Dans un rapport encore confidentiel, révélé par Le Monde et dont Acteurs publicss’est procuré une copie, la Cour des comptes dresse un état des lieux sévère du chantier du dossier médical personnel (DMP) [cliquez ici pour télécharger le résumé du rapport]. Certes, 158 000 dossiers médicaux informatisés ont été créés depuis janvier 2011 et chaque assuré peut aujourd’hui en faire la demande, mais ce déploiement s’est réalisé dans une vraie pagaille. La preuve : les magistrats financiers ont eu bien du mal à se faire une idée du coût du dispositif. Ils ne sont parvenus à retrouver que 210 millions d’euros de dépenses entre 2004 et fin 2011 et estiment à un demi-milliard le coût réel du DMP, essentiellement à la charge de l’assurance maladie.

La facture présentée par les sociétés de conseil et d’informatique tout au long des expérimentations et de la mise en place est, elle, très précise. Elle s’élève à 70,9 millions d’euros depuis 2005 [cliquez ici pour télécharger le détail des montants versés aux 17 principaux fournisseurs]. Parmi ces prestataires, l’hébergeur Santeos décroche la “palme” avec 20,2 millions d’euros, suivi de l’agence de communication Ligaris (11,2 millions d’euros) et de l’hébergeur Invita (4,8 millions d’euros). Des cabinets de conseil ont également été sollicités, à l’image de PricewaterhouseCoopers (4,4 millions d’euros), Steria (2,9 millions d’euros) ou Capgemini (2,9 millions d’euros). “Ce tableau n’appelle pas à ce stade de commentaires, note sobrement la Cour, sauf à noter que le plus important fournisseur avait été également choisi par l’ordre des pharmaciens pour l’hébergement initial du « dossier pharmaceutique ».”

Pas de méthode d’évaluation

Mais ce n’est pas tant le coût du DMP qui fait tiquer la Cour que l’absence de stratégie. “Il est urgent que l’État définisse dans une concertation plus étroite avec tous les acteurs une stratégie d’ensemble pour intégrer le DMP dans une vision globale des systèmes d’information en santé, relève le rapport, de manière à assurer la cohérence et la convergence de dispositifs à certains égards foisonnants et à éviter une dérive des coûts à venir.”La Rue Cambon regrette que le décret fixant le contenu du DMP ne soit toujours pas publié et qu’aucune méthode d’évaluation du retour sur investissement aussi bien financier que médical n’ait été définie.

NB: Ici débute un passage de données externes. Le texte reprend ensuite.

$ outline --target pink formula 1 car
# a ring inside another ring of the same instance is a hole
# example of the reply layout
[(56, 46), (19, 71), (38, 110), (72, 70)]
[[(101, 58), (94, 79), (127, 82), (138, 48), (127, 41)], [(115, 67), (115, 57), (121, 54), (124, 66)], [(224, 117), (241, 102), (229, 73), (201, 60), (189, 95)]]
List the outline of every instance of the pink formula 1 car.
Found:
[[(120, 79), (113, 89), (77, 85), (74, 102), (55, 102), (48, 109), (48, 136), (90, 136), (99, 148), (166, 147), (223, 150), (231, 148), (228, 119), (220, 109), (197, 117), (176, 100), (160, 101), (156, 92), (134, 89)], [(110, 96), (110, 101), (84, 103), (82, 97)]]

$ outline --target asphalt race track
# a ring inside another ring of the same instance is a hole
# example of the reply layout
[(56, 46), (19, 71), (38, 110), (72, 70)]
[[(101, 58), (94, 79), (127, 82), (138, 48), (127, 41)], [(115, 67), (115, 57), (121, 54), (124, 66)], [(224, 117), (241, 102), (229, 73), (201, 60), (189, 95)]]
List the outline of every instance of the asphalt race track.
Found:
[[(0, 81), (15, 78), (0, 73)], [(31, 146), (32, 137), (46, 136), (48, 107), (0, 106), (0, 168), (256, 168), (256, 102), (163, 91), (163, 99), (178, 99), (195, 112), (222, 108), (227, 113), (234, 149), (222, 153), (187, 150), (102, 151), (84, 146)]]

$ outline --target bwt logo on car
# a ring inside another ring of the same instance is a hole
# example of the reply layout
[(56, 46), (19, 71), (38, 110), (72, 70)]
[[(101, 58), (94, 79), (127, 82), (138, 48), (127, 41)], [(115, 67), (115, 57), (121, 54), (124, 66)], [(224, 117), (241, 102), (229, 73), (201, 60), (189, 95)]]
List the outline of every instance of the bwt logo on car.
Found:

Le pilotage du projet est largement épinglé. L’Agence des systèmes d’information partagés de santé (Asip) n’a jamais noué de contrats d’objectifs avec le ministère de la Santé et a étrangement vu ses effectifs diminuer depuis le lancement des premiers DMP. Les expérimentations régionales menées avant 2010 ont souvent été vaines et “la quasi-totalité des DMP successivement établis ont été détruits et les investissements en matériel et en logiciels, largement passés par pertes et profits”. Comble de la désorganisation : l’assurance maladie a adopté en 2011 une norme technique d’interopérabilité pour les téléservices de santé différente de celle du DMP…

Bref, comme le résume le député socialiste de Haute-Garonne Gérard Bapt, “le constat est accablant pour l’administration de la santé”. D’après lui, ce dossier doit être repris de bout en bout par la nouvelle ministre de la Santé, Marisol Touraine, et les médecins généralistes doivent être davantage associés à la démarche. Il est vrai que les 158 000 dossiers médicaux informatisés créés à ce jour l’ont été majoritairement dans 4 régions, à l’initiative d’établissements de santé et contiennent en moyenne moins de deux documents (voir document ci-dessous)

Le Premier président de la Cour des comptes, Didier Migaud, sera auditionné sur ce rapport le 12 septembre par les députés.